Murder in the Gunroom HTML version

Chapter 6
The Fleming butler—Walters, Rand remembered Gladys Fleming having called him—
became apologetic upon learning who the visitor was.
"Forgive me, Colonel Rand, but I'm afraid I must put you to some inconvenience, sir," he
said. "You see, we have no chauffeur, at present, and I don't drive very well, myself.
Would you object to putting up your own car, sir? The garage is under the house, at the
rear; just follow the driveway around. I'll go through the house and meet you there for the
luggage. I'm dreadfully sorry to put you to the trouble, but...."
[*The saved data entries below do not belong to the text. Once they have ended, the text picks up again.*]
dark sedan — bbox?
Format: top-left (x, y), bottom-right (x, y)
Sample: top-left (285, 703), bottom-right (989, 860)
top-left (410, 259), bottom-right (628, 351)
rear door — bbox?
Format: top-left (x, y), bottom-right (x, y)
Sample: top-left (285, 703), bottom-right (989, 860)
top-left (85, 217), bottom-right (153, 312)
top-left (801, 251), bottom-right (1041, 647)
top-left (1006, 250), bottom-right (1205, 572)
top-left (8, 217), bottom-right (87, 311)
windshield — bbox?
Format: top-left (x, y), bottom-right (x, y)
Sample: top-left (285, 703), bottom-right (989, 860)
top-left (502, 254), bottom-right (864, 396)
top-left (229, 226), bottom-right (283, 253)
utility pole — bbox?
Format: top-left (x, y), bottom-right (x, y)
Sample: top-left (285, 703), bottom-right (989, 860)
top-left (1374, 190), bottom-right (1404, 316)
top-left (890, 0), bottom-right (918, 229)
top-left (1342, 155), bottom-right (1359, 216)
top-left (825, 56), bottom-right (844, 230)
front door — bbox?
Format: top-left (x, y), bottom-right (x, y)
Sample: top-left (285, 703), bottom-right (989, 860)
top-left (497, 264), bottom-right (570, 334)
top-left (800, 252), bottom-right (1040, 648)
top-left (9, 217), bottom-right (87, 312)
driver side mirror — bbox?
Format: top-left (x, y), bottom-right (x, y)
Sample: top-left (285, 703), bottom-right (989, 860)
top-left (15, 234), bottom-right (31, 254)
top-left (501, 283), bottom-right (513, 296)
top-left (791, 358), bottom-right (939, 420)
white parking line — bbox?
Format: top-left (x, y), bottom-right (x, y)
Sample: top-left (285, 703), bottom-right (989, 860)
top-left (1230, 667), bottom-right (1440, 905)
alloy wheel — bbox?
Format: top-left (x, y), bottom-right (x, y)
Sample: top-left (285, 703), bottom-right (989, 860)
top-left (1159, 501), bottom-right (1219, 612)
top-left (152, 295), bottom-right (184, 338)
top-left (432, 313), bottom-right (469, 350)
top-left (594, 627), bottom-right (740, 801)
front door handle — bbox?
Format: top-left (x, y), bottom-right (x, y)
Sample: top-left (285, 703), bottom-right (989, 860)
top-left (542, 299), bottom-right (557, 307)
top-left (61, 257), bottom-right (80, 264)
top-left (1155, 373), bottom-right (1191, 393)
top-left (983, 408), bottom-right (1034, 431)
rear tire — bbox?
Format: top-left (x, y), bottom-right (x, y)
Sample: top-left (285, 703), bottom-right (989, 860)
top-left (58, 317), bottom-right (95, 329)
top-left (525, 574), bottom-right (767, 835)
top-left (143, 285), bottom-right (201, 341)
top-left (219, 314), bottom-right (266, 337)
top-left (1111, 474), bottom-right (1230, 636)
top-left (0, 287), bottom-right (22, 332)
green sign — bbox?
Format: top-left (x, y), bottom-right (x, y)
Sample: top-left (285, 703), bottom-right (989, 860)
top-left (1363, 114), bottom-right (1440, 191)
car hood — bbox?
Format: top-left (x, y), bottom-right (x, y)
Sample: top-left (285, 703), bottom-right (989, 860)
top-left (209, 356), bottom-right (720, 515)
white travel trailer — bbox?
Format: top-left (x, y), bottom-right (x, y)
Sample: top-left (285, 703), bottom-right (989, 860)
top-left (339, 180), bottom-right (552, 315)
"Oh, that's all right," Rand comforted him. "Just as soon do it, myself, now, anyhow. I
expect to be in and out with the car while I'm here, and I'd better learn the layout of the
garage now."
"You may back in, sir, or drive straight in and back out," the butler told him. "One way's
about as easy as the other."
Rand returned to his car, driving around the house. A row of doors opened out of the
basement garage; Walters, who must have gone through the house on the double, was
waiting for him. Having what amounted to a conditioned reflex to park his car so that he
could get it out as fast as possible, he cut over to the right, jockeyed a little, and backed
in. There were already two cars in the garage; a big maroon Packard sedan, and a sand-
colored Packard station-wagon, standing side by side. Rand put his Lincoln in on the left
of the sedan.
"Bags in the luggage-compartment; it isn't locked," he told the butler, making sure that
the glove-compartment, where he had placed the Leech & Rigdon revolver, was locked.
As he got out, the servant went to the rear of the car and took out the Gladstone and the
B-4 bag Rand had brought with him.
"If you don't mind entering the house from the rear, sir, we can go up those steps, there,
and through the rear hall," the butler suggested, almost as though he were making some
indecent and criminal proposal.
Rand told him to forget the protocol and lead the way. The butler picked up the bags and
conducted him up a short flight of concrete steps to a landing and a door opening into a
short hall above. An open door from this gave access to a longer hall, stretching to the
front of the house, and there was a third door, closed, which probably led to the servants'
Rand followed his guide through the open door and into the long hall, which passed
under an arch to extend to the front door. There was a door on either side, about midway
to the arch under the front stairway; the one on the right was the dining-room, Walters
explained, and the one on the left was the library. He seemed to be still suffering from the
ignominy of admitting a house-guest through any but the main portal.